Mittelfeldspieler Maximilian Eggestein (22/Werder Bremen) sowie die Abwehrspieler Niklas Stark (23/Hertha BSC) und Lukas Klostermann (22/RB Leipzig) dürfen auf ein Debüt hoffen. Der Leipziger Marcel Halstenberg, der wegen eines Kreuzbandrisses monatelang ausgefallen war, und Torhüter Marc-Andre ter Stegen (FC Barcelona) kehren zurück. Ter Stegen wird sich (noch) mit der Rolle des Herausforderers von Manuel Neuer begnügen müssen. "Manuel Neuer ist unsere Nummer eins, er ist unser Kapitän", sagte Löw: "Aber er muss seine Leistungen auch bei uns zeigen, das weiß er auch von mir."
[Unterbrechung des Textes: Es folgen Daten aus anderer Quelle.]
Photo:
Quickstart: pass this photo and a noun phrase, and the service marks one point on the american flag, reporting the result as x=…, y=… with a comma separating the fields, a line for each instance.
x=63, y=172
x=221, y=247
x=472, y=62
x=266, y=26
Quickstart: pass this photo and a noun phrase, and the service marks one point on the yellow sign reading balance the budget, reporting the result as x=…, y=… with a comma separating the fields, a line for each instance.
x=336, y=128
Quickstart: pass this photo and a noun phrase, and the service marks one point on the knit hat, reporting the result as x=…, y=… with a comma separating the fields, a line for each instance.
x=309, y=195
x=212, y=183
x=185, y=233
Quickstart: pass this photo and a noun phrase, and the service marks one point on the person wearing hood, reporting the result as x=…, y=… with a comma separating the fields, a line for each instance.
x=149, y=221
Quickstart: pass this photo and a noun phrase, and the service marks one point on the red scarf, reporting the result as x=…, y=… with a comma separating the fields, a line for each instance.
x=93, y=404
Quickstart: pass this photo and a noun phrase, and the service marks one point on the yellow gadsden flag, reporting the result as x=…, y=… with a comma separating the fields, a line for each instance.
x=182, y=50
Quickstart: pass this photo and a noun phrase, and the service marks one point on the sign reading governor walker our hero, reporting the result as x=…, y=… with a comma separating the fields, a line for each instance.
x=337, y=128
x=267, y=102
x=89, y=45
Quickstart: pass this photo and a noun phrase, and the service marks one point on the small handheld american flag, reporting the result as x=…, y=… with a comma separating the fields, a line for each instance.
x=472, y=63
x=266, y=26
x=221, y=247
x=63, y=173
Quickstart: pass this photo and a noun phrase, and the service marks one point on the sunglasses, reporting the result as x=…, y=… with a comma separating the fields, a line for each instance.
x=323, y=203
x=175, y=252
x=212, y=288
Generell unterstrich Löw, dass er den erst spät eingeleiteten Umbruch im Team nach dem Horror-Jahr 2018 mit dem WM-Aus in der Vorrunde und dem Abstieg in der Nations League mit aller Macht fortsetzen will. Die jungen Spieler müssten nun "noch mehr zeigen, dass sie Stammspieler und Führungsspieler sein wollen", und "eine Schippe drauflegen", forderte Löw, der auch auf Jonas Hector vom 1. FC Köln verzichtete.
Die Kritik an Löw dürfte mit dem Auftritt allein nicht verstummen. Auch Matthias Sammer kritisierte die Kommunikation im Fall der Ausbootung von Müller, Hummels und Boateng. Keiner habe "wie ein Depp dastehen" wollen, sagte der Europameister bei Eurosport, "und was ist passiert? Sie stehen im Prinzip alle beschädigt da."